Ainsi, cette imagination nécessaire à l'entreprise passe impérativement par la promotion de la pluralité. Pluralité à tous les étages : diversité des hommes et des femmes bien sûr, mais aussi variété des modes opératoires, pluralité des modes de valorisation des entreprises.

Avec l'explosion des technologies de l'information, les individus ont aujourd'hui un fort désir de liberté, d'engagement et de participation. Les nouveaux réseaux sociaux sont des modes de relations humaines que l'entreprise ne peut plus ignorer. Le management "pyramidal" est court-circuité par "le réseau". L'autonomie dans l'entreprise est encore sous surveillance et la liberté fait encore peur. Pourtant la créativité et l'innovation naîtront de la pluralité des idées, des formations, des modes de penser, des loisirs et des valeurs. Il faut en finir avec la pensée clanique dans l'entreprise et les comités exécutifs clonés. Cela implique une diversité dans les recrutements, dans les critères d'évaluation, dans les parcours de vie et les cursus professionnels.

Pluralité dans les modes opératoires en privilégiant et organisant la subsidiarité. Laissons aux robots la répétitivité des gestes et redonnons à chacun l'intelligence de l'anticipation.
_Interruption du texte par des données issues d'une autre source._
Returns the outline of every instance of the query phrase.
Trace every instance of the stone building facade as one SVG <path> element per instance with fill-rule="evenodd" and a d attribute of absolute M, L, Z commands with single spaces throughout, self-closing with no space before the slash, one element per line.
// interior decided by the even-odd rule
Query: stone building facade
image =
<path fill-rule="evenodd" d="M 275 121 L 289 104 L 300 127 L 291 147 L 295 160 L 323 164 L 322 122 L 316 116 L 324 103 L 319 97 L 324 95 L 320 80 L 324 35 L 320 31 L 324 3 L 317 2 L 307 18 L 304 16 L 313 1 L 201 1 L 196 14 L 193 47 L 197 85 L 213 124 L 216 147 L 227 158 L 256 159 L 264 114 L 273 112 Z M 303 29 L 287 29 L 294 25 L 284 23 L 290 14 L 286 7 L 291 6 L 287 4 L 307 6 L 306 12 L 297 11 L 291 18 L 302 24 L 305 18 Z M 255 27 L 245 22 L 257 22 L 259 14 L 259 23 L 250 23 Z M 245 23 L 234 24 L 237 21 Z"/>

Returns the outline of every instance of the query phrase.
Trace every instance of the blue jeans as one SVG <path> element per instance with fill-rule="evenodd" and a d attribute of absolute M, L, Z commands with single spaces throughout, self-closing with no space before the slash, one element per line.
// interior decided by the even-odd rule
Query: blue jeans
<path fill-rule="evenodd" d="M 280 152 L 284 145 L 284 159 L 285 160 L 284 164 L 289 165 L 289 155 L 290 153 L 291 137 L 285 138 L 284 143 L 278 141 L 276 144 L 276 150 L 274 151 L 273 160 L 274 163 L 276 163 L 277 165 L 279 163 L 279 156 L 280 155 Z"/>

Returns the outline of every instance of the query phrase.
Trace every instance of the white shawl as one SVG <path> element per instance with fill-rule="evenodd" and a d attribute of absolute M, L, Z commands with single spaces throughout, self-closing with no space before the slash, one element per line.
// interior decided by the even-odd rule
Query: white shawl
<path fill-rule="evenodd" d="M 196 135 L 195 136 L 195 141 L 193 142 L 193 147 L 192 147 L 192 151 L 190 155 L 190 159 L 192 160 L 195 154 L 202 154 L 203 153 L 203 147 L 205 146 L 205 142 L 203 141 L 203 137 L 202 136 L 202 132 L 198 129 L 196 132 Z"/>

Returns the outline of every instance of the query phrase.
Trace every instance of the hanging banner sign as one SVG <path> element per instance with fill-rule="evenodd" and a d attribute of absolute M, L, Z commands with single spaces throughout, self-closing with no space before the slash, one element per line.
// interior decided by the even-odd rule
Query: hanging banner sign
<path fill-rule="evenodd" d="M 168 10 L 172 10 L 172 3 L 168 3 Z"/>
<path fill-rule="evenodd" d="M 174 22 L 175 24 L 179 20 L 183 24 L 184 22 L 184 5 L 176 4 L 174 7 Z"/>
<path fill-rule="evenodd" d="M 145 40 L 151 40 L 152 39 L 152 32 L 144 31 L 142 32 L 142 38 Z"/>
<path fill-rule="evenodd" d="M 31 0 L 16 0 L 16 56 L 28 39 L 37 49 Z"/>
Il y a cent manières d'atteindre un seul et même but. Peu importe par où passe le mail, il suffit qu'il arrive à son destinataire en quelques secondes. Laissons à chacun le talent de mettre en oeuvre ses qualités personnelles et de s'organiser, seul, en groupe ou en réseau pour atteindre l'objectif. Le manager qui domine doit aujourd'hui faire place à "l'intrapreneur innovant". De l'autorité formelle on doit passer à l'autorité de compétence et de facilitateur.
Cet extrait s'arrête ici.